A little while ago, Jerry Buhlmann said that Dentsu could be "approaching 100% programmatic by 2020". It created a minor storm for two reasons: Buhlmann, global chief executive of Dentsu Aegis Network, is a highly regarded industry leader, and programmatic is a value-laden term.
Programmatic has been weaponised in the increasingly hostile power struggle between agencies and clients over fees, costs and rebates. It is, without doubt, the most contentious area in the report published earlier this year by the Association of National Advertisers in the US about lack of clarity between marketers and agencies.
Although growing rapidly, most programmatic buying is still confined to digital channels, where there is an almost unlimited supply of low-cost inventory and editorial content that is often free or cheap to create. It’s a very effective way of distributing a mass of inventory that could never be managed manually.
The issue for the future is how this model can be applied to high-value media, where there is finite supply. Considering that an hour of Downton Abbey costs more than £1m to make and the 40-metre-long Motion@Waterloo digital screen reputedly cost £4m to install, one understands why "established" media owners still need to retain control over yields.
High-value content and consumer experiences create mass engagement, which requires significant investment to deliver, and the industry should value this as much as the opportunities offered by precision targeting.
Programmatic, as a noun, perhaps deliberately, obfuscates a simple concept.
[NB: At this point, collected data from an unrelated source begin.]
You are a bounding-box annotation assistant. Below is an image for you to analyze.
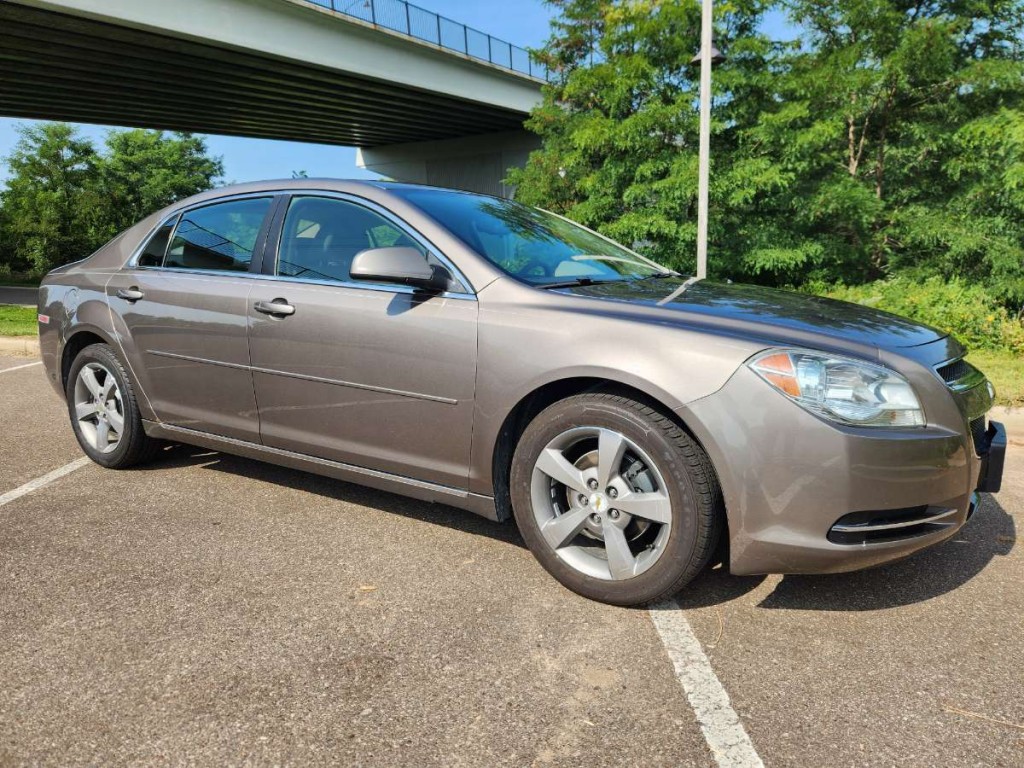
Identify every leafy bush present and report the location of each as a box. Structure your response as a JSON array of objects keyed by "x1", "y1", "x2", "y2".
[{"x1": 812, "y1": 276, "x2": 1024, "y2": 355}]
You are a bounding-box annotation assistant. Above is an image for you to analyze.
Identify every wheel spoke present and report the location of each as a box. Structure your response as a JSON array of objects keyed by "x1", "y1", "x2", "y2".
[
  {"x1": 540, "y1": 507, "x2": 592, "y2": 549},
  {"x1": 535, "y1": 448, "x2": 589, "y2": 494},
  {"x1": 74, "y1": 401, "x2": 95, "y2": 421},
  {"x1": 603, "y1": 523, "x2": 638, "y2": 580},
  {"x1": 80, "y1": 367, "x2": 103, "y2": 399},
  {"x1": 95, "y1": 419, "x2": 110, "y2": 447},
  {"x1": 597, "y1": 428, "x2": 628, "y2": 489},
  {"x1": 614, "y1": 490, "x2": 672, "y2": 525},
  {"x1": 100, "y1": 377, "x2": 115, "y2": 401},
  {"x1": 107, "y1": 409, "x2": 124, "y2": 434}
]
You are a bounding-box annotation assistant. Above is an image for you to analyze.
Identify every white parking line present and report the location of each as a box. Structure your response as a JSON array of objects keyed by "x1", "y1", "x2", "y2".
[
  {"x1": 0, "y1": 361, "x2": 42, "y2": 374},
  {"x1": 649, "y1": 600, "x2": 765, "y2": 768},
  {"x1": 0, "y1": 457, "x2": 91, "y2": 508}
]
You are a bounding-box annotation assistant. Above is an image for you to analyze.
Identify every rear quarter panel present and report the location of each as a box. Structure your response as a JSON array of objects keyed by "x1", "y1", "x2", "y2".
[{"x1": 38, "y1": 270, "x2": 116, "y2": 396}]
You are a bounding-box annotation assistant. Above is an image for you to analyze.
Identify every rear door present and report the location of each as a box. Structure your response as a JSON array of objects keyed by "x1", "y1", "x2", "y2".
[
  {"x1": 247, "y1": 193, "x2": 479, "y2": 489},
  {"x1": 106, "y1": 195, "x2": 276, "y2": 442}
]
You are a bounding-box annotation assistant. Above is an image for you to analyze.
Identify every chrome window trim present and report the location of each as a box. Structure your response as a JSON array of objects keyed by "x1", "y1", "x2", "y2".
[
  {"x1": 273, "y1": 190, "x2": 476, "y2": 297},
  {"x1": 243, "y1": 271, "x2": 475, "y2": 301},
  {"x1": 118, "y1": 263, "x2": 473, "y2": 301}
]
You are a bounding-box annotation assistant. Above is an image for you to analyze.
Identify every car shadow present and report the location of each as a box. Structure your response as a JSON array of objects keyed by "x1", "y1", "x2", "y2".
[
  {"x1": 142, "y1": 444, "x2": 1014, "y2": 611},
  {"x1": 141, "y1": 443, "x2": 526, "y2": 549}
]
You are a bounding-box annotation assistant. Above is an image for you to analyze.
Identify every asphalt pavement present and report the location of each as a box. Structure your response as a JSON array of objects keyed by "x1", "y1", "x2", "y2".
[
  {"x1": 0, "y1": 285, "x2": 36, "y2": 306},
  {"x1": 1, "y1": 354, "x2": 1021, "y2": 767}
]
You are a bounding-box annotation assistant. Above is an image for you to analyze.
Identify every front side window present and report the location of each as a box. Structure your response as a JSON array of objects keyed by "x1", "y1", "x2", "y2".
[
  {"x1": 276, "y1": 196, "x2": 426, "y2": 283},
  {"x1": 164, "y1": 197, "x2": 272, "y2": 272},
  {"x1": 390, "y1": 187, "x2": 670, "y2": 285}
]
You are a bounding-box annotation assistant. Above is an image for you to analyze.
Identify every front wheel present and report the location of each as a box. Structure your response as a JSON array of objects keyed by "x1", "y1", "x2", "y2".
[{"x1": 510, "y1": 392, "x2": 723, "y2": 606}]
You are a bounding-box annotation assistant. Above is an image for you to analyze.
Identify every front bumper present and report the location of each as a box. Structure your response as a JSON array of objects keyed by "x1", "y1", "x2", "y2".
[{"x1": 682, "y1": 366, "x2": 1002, "y2": 576}]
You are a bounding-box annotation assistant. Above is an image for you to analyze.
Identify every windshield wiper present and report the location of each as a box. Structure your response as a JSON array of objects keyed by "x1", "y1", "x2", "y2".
[
  {"x1": 536, "y1": 277, "x2": 619, "y2": 290},
  {"x1": 633, "y1": 272, "x2": 678, "y2": 281}
]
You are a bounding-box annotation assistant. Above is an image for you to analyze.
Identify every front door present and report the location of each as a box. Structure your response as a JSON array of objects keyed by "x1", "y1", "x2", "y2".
[
  {"x1": 247, "y1": 194, "x2": 478, "y2": 489},
  {"x1": 106, "y1": 195, "x2": 275, "y2": 442}
]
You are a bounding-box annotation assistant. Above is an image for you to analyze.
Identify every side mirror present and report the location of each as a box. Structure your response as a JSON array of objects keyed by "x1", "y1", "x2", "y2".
[{"x1": 350, "y1": 247, "x2": 451, "y2": 292}]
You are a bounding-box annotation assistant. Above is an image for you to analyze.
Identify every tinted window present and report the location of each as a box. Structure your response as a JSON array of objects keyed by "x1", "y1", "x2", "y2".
[
  {"x1": 137, "y1": 216, "x2": 177, "y2": 267},
  {"x1": 277, "y1": 197, "x2": 426, "y2": 283},
  {"x1": 165, "y1": 198, "x2": 272, "y2": 272},
  {"x1": 390, "y1": 187, "x2": 669, "y2": 285}
]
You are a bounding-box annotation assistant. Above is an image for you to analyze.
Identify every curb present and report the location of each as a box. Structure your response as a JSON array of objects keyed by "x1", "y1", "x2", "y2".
[{"x1": 0, "y1": 336, "x2": 40, "y2": 357}]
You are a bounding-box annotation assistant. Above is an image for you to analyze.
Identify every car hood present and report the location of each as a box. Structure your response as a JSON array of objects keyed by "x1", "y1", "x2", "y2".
[{"x1": 558, "y1": 278, "x2": 946, "y2": 350}]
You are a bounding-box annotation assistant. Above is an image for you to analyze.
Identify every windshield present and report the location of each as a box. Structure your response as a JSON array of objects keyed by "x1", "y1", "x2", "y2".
[{"x1": 389, "y1": 187, "x2": 672, "y2": 286}]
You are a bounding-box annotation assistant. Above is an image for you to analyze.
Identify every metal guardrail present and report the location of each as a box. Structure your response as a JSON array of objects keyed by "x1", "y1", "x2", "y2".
[{"x1": 301, "y1": 0, "x2": 550, "y2": 81}]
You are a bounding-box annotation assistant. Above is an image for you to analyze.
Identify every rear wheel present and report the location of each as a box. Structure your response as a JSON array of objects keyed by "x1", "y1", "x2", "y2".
[
  {"x1": 66, "y1": 343, "x2": 159, "y2": 468},
  {"x1": 510, "y1": 392, "x2": 722, "y2": 606}
]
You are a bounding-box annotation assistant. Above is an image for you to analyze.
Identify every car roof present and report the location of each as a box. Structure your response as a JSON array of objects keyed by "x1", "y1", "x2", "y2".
[{"x1": 175, "y1": 178, "x2": 497, "y2": 199}]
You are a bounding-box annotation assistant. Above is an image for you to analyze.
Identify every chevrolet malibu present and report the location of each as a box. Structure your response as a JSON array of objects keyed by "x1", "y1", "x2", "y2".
[{"x1": 38, "y1": 180, "x2": 1006, "y2": 606}]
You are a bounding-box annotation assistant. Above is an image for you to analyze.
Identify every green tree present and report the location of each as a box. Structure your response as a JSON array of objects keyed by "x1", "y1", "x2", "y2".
[
  {"x1": 0, "y1": 122, "x2": 99, "y2": 274},
  {"x1": 95, "y1": 129, "x2": 222, "y2": 238},
  {"x1": 742, "y1": 0, "x2": 1024, "y2": 298},
  {"x1": 508, "y1": 0, "x2": 776, "y2": 273},
  {"x1": 513, "y1": 0, "x2": 1024, "y2": 309}
]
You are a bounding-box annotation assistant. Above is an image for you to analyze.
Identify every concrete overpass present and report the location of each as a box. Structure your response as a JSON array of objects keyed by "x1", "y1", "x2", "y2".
[{"x1": 0, "y1": 0, "x2": 544, "y2": 195}]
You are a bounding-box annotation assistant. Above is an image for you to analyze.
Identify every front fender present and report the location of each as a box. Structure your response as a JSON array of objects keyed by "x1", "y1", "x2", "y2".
[{"x1": 469, "y1": 278, "x2": 762, "y2": 497}]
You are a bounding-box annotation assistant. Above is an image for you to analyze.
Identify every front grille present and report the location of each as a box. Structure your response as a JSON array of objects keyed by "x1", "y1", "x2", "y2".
[{"x1": 937, "y1": 358, "x2": 974, "y2": 384}]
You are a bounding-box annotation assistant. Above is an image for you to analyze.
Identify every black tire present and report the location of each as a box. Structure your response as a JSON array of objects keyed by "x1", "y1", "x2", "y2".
[
  {"x1": 66, "y1": 342, "x2": 160, "y2": 469},
  {"x1": 510, "y1": 391, "x2": 723, "y2": 606}
]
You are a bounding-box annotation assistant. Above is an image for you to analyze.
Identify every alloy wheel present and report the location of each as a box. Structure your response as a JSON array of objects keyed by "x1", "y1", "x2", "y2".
[
  {"x1": 529, "y1": 426, "x2": 673, "y2": 580},
  {"x1": 73, "y1": 362, "x2": 125, "y2": 454}
]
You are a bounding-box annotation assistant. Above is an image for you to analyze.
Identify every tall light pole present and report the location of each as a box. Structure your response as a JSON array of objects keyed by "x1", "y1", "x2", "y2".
[{"x1": 695, "y1": 0, "x2": 715, "y2": 280}]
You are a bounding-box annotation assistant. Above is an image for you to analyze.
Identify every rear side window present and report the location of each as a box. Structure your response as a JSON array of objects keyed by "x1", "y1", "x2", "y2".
[
  {"x1": 164, "y1": 197, "x2": 272, "y2": 272},
  {"x1": 137, "y1": 216, "x2": 177, "y2": 267},
  {"x1": 276, "y1": 196, "x2": 426, "y2": 283}
]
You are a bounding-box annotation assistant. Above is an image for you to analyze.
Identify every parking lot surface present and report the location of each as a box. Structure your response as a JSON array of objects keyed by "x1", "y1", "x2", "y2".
[{"x1": 1, "y1": 354, "x2": 1021, "y2": 767}]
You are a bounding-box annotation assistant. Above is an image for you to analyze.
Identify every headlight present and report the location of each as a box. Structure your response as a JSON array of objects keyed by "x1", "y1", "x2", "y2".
[{"x1": 748, "y1": 349, "x2": 925, "y2": 427}]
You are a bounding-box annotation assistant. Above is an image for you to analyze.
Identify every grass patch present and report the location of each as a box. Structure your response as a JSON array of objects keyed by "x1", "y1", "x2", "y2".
[
  {"x1": 966, "y1": 349, "x2": 1024, "y2": 409},
  {"x1": 0, "y1": 305, "x2": 37, "y2": 336}
]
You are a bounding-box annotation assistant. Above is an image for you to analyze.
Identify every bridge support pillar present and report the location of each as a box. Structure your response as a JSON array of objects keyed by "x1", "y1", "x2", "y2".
[{"x1": 356, "y1": 130, "x2": 539, "y2": 198}]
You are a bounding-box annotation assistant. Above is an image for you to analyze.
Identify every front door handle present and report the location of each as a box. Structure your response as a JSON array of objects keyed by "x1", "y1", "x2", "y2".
[
  {"x1": 117, "y1": 287, "x2": 145, "y2": 302},
  {"x1": 254, "y1": 299, "x2": 296, "y2": 317}
]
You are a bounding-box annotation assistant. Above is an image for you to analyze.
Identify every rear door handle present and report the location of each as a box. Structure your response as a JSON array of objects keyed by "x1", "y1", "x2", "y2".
[
  {"x1": 117, "y1": 287, "x2": 144, "y2": 302},
  {"x1": 254, "y1": 299, "x2": 296, "y2": 316}
]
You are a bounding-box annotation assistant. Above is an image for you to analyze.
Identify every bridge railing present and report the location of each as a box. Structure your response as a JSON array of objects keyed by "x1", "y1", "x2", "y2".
[{"x1": 302, "y1": 0, "x2": 550, "y2": 81}]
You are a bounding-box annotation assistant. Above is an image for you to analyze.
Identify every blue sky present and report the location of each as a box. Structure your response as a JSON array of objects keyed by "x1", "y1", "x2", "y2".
[{"x1": 0, "y1": 0, "x2": 792, "y2": 185}]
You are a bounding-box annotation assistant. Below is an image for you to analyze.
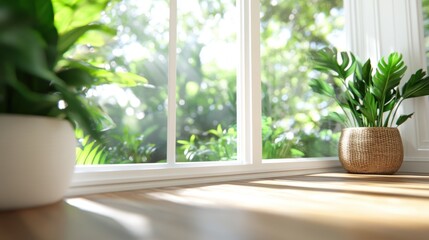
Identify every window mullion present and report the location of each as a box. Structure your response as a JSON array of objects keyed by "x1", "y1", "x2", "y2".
[
  {"x1": 250, "y1": 0, "x2": 262, "y2": 164},
  {"x1": 167, "y1": 0, "x2": 177, "y2": 165},
  {"x1": 237, "y1": 0, "x2": 262, "y2": 165}
]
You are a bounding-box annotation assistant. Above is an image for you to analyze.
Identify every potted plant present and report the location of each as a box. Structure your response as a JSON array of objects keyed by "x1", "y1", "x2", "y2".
[
  {"x1": 0, "y1": 0, "x2": 145, "y2": 209},
  {"x1": 310, "y1": 47, "x2": 429, "y2": 174}
]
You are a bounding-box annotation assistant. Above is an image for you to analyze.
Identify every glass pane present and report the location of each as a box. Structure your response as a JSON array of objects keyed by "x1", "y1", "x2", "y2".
[
  {"x1": 176, "y1": 0, "x2": 238, "y2": 162},
  {"x1": 64, "y1": 0, "x2": 170, "y2": 164},
  {"x1": 260, "y1": 0, "x2": 345, "y2": 159}
]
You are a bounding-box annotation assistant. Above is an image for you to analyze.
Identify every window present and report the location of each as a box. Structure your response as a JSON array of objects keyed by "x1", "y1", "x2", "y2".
[
  {"x1": 70, "y1": 0, "x2": 344, "y2": 165},
  {"x1": 260, "y1": 0, "x2": 344, "y2": 159},
  {"x1": 68, "y1": 0, "x2": 239, "y2": 165},
  {"x1": 61, "y1": 0, "x2": 170, "y2": 164},
  {"x1": 66, "y1": 0, "x2": 429, "y2": 194},
  {"x1": 176, "y1": 0, "x2": 238, "y2": 162}
]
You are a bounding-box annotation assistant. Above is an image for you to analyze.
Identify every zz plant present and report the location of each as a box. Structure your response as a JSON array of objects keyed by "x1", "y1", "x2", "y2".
[{"x1": 310, "y1": 48, "x2": 429, "y2": 127}]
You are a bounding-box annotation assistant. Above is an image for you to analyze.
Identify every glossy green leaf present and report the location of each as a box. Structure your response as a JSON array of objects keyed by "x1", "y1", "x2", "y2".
[
  {"x1": 57, "y1": 68, "x2": 94, "y2": 88},
  {"x1": 58, "y1": 24, "x2": 115, "y2": 55},
  {"x1": 361, "y1": 59, "x2": 373, "y2": 86},
  {"x1": 62, "y1": 60, "x2": 148, "y2": 87},
  {"x1": 396, "y1": 113, "x2": 414, "y2": 127},
  {"x1": 52, "y1": 0, "x2": 112, "y2": 34},
  {"x1": 360, "y1": 93, "x2": 377, "y2": 126},
  {"x1": 402, "y1": 69, "x2": 429, "y2": 99},
  {"x1": 85, "y1": 144, "x2": 102, "y2": 164},
  {"x1": 309, "y1": 79, "x2": 335, "y2": 97},
  {"x1": 326, "y1": 112, "x2": 347, "y2": 125},
  {"x1": 311, "y1": 47, "x2": 356, "y2": 79},
  {"x1": 76, "y1": 136, "x2": 109, "y2": 165},
  {"x1": 373, "y1": 53, "x2": 407, "y2": 101},
  {"x1": 93, "y1": 71, "x2": 149, "y2": 87},
  {"x1": 76, "y1": 140, "x2": 95, "y2": 165}
]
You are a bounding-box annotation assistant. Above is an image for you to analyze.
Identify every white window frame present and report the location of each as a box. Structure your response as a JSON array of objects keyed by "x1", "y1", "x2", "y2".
[{"x1": 69, "y1": 0, "x2": 429, "y2": 196}]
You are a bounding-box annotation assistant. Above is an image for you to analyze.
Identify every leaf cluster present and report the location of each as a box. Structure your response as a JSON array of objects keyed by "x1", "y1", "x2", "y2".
[
  {"x1": 0, "y1": 0, "x2": 146, "y2": 140},
  {"x1": 75, "y1": 128, "x2": 109, "y2": 165},
  {"x1": 310, "y1": 48, "x2": 429, "y2": 127},
  {"x1": 177, "y1": 124, "x2": 237, "y2": 162}
]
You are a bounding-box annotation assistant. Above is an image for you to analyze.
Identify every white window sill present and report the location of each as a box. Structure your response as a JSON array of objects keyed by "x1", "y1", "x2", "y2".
[
  {"x1": 67, "y1": 158, "x2": 341, "y2": 196},
  {"x1": 67, "y1": 157, "x2": 429, "y2": 197}
]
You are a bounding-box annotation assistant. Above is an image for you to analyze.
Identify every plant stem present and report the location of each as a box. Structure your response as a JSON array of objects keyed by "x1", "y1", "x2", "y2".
[
  {"x1": 377, "y1": 94, "x2": 385, "y2": 127},
  {"x1": 334, "y1": 98, "x2": 353, "y2": 127},
  {"x1": 383, "y1": 99, "x2": 397, "y2": 127},
  {"x1": 333, "y1": 76, "x2": 358, "y2": 127},
  {"x1": 389, "y1": 98, "x2": 404, "y2": 127}
]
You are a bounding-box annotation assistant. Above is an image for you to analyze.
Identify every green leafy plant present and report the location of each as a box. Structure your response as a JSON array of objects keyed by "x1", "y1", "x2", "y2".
[
  {"x1": 310, "y1": 47, "x2": 429, "y2": 127},
  {"x1": 178, "y1": 124, "x2": 237, "y2": 161},
  {"x1": 75, "y1": 129, "x2": 109, "y2": 165},
  {"x1": 177, "y1": 134, "x2": 218, "y2": 162},
  {"x1": 0, "y1": 0, "x2": 147, "y2": 140},
  {"x1": 177, "y1": 118, "x2": 339, "y2": 161},
  {"x1": 108, "y1": 127, "x2": 157, "y2": 164},
  {"x1": 262, "y1": 117, "x2": 304, "y2": 159}
]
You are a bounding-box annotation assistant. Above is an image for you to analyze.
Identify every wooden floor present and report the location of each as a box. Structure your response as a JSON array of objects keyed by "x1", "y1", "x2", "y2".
[{"x1": 1, "y1": 172, "x2": 429, "y2": 240}]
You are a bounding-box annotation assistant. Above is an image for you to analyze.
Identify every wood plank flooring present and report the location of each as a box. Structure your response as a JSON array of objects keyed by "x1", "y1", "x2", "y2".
[{"x1": 1, "y1": 172, "x2": 429, "y2": 240}]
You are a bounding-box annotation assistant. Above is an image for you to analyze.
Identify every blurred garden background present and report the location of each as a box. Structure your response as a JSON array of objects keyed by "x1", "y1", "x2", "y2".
[{"x1": 56, "y1": 0, "x2": 345, "y2": 164}]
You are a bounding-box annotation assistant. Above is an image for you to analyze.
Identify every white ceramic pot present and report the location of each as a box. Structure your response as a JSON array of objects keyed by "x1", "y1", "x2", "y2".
[{"x1": 0, "y1": 114, "x2": 76, "y2": 209}]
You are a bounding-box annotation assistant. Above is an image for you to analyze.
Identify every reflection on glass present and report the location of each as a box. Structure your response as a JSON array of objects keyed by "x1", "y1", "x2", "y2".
[
  {"x1": 176, "y1": 0, "x2": 238, "y2": 162},
  {"x1": 260, "y1": 0, "x2": 345, "y2": 159}
]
Programmatic automates bringing buyers and sellers together and creates an automated marketplace driven by a set of rules (I’ve used automated twice in this sentence because it matters).
I’m involved in developing Bitposter, an automated platform for out-of-home media, and we have avoided programmatic as a moniker as our objective is to democratise the billboard market. We want to make it more efficient, transparent, accessible and easier to transact. Automation, as a term, isn’t value-laden and simply describes an objective.
Automation is a massive opportunity for the industry. Consumers are influenced by complex cocktails of media, and automation allows us to deliver better solutions. All media is automating trading in some form: out-of-home via Bitposter, Sky’s AdVance for TV, The Guardian for national, and 1XL and Trinity Mirror for regional press content are a few examples.
Automation will help advertisers access multiple channels more precisely and serve their consumers better.
I recently did a project for a FTSE 250 City broker with revenues of nearly £1bn. It has experienced all the same issues as the media industry, albeit ten years earlier. Forty per cent of its trades are voice, 60% are electronic.
Simply, low-value, high-volume trades are done automatically, leaving the brokers time to focus on complex deals that drive value, where some form of human expertise and intervention is vital. I suspect roughly the same will happen in media.
I don’t think the industry will be close to 100% programmatic in four years’ time, but
I do think it will be increasingly automated across every channel, freeing us to focus on where we can genuinely add value for clients and consumers.
Charlie Makin is an investor and board advisor of Bitposter. He is a co-founder of BLM.